MountainZone.com, on the other hand, doesn’t aim to be Miramax; it would probably interfere with their climb time. MountainZone, just up the way on Western Avenue and also at Webflicks, aims to cover mountain sports better than anyone in the world, and that includes video reportage. In May they had exclusive coverage of the Mallory and Irvine Research Expedition, a (successful) trek up Everest to discover the fate of that 1924 attempt on the summit. During that climb MountainZone saw over one million page views per day.

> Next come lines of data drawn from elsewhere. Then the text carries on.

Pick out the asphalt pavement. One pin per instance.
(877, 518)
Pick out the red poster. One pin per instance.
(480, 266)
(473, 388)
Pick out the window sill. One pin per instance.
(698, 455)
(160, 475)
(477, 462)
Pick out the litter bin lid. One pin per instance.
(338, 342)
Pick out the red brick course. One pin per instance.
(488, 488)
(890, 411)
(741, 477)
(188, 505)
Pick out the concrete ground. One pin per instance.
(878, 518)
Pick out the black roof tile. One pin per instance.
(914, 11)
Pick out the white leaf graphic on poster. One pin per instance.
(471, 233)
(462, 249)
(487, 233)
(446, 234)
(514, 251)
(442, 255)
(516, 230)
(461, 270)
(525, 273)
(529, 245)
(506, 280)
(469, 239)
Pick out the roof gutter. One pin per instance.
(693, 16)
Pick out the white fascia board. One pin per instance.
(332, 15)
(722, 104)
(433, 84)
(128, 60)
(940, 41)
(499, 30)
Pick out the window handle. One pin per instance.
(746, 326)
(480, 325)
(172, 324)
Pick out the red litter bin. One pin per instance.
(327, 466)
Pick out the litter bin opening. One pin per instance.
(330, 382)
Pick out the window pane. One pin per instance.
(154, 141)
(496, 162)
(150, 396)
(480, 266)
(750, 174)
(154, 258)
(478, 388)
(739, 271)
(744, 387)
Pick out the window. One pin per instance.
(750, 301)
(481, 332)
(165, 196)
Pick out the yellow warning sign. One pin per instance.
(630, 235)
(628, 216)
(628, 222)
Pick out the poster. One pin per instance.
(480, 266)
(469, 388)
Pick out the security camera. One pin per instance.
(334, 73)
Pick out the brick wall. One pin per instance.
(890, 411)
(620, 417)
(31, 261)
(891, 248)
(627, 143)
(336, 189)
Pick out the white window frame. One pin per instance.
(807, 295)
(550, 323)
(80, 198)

Ray Taylor, a multimedia producer for MountainZone, used four strikingly different documentary styles for his four Mallory films. His skills are, by necessity, all over the map; working in QuickTime as well as streaming video and audio formats, he’s also shooting the video and in some cases writing the music. You’ve got to work with what you’ve got in this racket—he succinctly describes his job as “making videos out of slop.”

JoeCartoon, on the other hand, makes his movies out of even less: a few stray pixels and a warped sense of humor. The creator of the infamous Micro-Gerbil is perhaps the only filmmaker in the world to ever raise the ire of an antivirus company: Last year Symantec’s Asia Pacific division cautioned about the spread of his Frog in a Blender via email (“the programs are not malicious, although they display graphic images that may be unsettling to some”). It ain’t Siskel, it ain’t Ebert, but it ain’t hay either.

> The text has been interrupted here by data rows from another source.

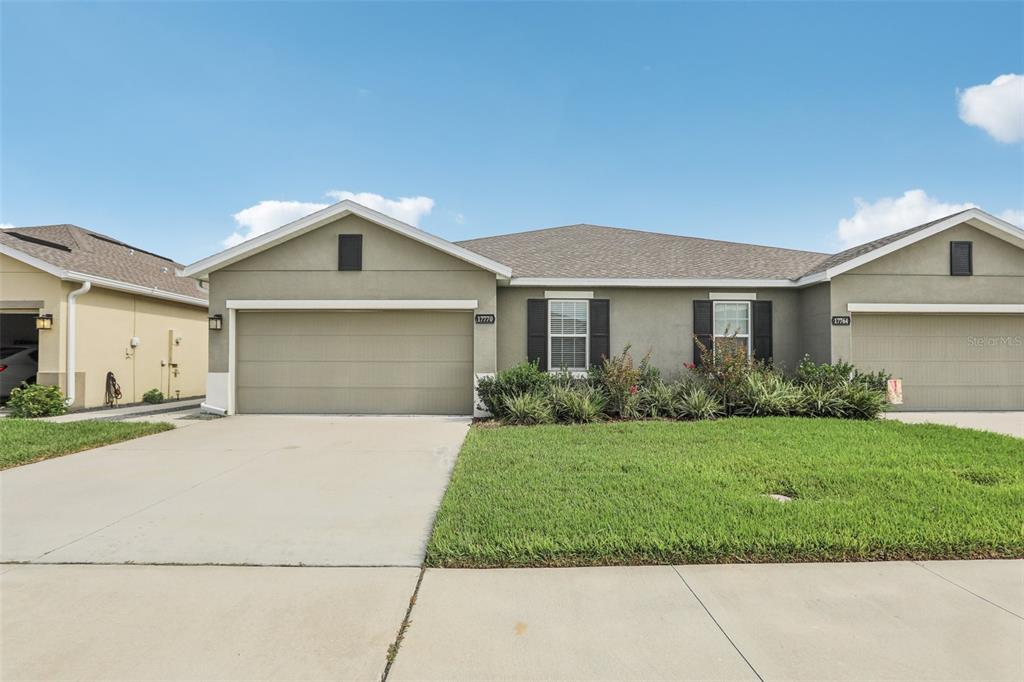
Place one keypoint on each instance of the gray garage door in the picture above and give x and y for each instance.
(417, 363)
(946, 361)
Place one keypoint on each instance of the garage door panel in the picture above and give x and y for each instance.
(369, 323)
(358, 363)
(353, 348)
(947, 361)
(333, 400)
(355, 375)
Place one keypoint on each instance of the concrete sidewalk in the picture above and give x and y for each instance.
(938, 621)
(1010, 423)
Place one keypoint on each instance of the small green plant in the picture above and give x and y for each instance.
(862, 400)
(30, 400)
(578, 405)
(698, 402)
(821, 400)
(153, 396)
(526, 409)
(658, 399)
(525, 378)
(767, 393)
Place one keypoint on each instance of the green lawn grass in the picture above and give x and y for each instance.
(695, 493)
(26, 440)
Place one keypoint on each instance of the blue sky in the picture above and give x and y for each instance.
(158, 123)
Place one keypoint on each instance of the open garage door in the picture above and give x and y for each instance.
(946, 361)
(375, 361)
(18, 350)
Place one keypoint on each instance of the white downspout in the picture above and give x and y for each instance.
(70, 366)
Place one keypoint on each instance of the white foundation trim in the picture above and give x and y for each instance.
(732, 296)
(568, 294)
(479, 412)
(231, 324)
(353, 304)
(966, 308)
(216, 392)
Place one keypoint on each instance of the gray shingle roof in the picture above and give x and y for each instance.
(73, 248)
(595, 251)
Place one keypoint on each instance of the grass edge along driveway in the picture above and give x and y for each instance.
(26, 440)
(655, 493)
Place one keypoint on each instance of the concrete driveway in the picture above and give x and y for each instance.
(248, 491)
(323, 520)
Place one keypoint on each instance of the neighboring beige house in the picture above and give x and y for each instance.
(348, 310)
(105, 306)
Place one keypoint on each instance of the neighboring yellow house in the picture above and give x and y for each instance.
(92, 305)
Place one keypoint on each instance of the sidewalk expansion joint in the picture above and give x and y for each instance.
(719, 625)
(392, 649)
(955, 584)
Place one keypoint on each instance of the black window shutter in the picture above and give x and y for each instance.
(961, 258)
(761, 343)
(701, 328)
(349, 252)
(600, 341)
(537, 332)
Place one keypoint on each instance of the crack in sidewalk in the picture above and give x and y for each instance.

JoeCartoon—of course it’s not his real name, and presumably his Webmaster isn’t legally named “Russ the Barbarian”—sticks with the interaction-friendly Flash format, which he picked up after starting his Web site (www.joecartoon.com) to showcase his cartoons and T-shirt designs. He’s got a signed deal with AtomFilms for eight more movies, none of which will be, say, Cat in a Dryer: “I get requests, but I don’t give the people what they want—I give ’em what they need.”

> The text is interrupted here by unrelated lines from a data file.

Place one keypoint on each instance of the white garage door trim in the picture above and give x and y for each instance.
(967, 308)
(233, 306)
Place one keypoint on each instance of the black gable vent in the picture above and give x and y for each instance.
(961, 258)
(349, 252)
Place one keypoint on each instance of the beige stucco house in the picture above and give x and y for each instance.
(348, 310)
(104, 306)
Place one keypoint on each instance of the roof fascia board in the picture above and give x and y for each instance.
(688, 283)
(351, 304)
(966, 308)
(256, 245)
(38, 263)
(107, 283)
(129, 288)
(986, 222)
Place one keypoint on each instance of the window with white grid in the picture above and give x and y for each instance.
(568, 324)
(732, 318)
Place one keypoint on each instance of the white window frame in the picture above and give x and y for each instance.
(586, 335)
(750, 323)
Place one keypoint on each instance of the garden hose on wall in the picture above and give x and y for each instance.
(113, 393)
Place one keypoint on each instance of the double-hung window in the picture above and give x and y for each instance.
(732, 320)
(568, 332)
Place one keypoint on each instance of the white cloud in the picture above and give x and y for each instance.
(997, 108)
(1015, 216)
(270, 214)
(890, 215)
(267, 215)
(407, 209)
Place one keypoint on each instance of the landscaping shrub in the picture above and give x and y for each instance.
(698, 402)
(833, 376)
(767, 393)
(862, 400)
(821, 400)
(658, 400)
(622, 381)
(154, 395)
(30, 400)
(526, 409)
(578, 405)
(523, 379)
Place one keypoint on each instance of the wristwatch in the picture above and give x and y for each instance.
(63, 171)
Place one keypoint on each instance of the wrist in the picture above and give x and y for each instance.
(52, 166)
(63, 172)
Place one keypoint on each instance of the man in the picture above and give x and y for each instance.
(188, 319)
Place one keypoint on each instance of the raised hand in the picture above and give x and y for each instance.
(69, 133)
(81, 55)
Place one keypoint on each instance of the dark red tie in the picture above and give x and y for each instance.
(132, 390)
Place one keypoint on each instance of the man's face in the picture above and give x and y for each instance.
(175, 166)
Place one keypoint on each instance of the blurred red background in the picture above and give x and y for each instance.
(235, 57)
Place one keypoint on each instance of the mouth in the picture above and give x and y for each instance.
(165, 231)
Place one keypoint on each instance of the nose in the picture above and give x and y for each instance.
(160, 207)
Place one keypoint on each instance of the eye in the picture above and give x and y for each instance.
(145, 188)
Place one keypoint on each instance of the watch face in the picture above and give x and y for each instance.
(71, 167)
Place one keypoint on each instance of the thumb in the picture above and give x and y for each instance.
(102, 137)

And how, pray tell, does this sit with the traditional film folk—the ones still using actual film? Usenet is alive with the sound of digital-video advocates bickering with film traditionalists, with video folk waving the democracy-of-access flag, film folk winning the technical elegance battle, and both sides claiming high ground in the artistic vision war.

San Francisco-based iFilm.net affords a good view of the crossfire. A comprehensive site handling films of nearly every genre and type, iFilm carries news, columns, discussion groups, auctions, portal-type relationships with Film Threat and indiewire.com, and pretty much everything else an aspiring filmmaker could want in a portal-type site. It’s all very slick, but a recent editorial from Maxie Collier, editor of weekly site ‘zine IFILM IT, hints at the tension between the camps. Calling for d鴥nte in the debate about image quality and accessibility of the medium, Collier says folks should allow things to take their natural course: “Some of us will find an audience, some will not. And ultimately, true talent will stand out from the competition.” With a gerbil. In a microwave.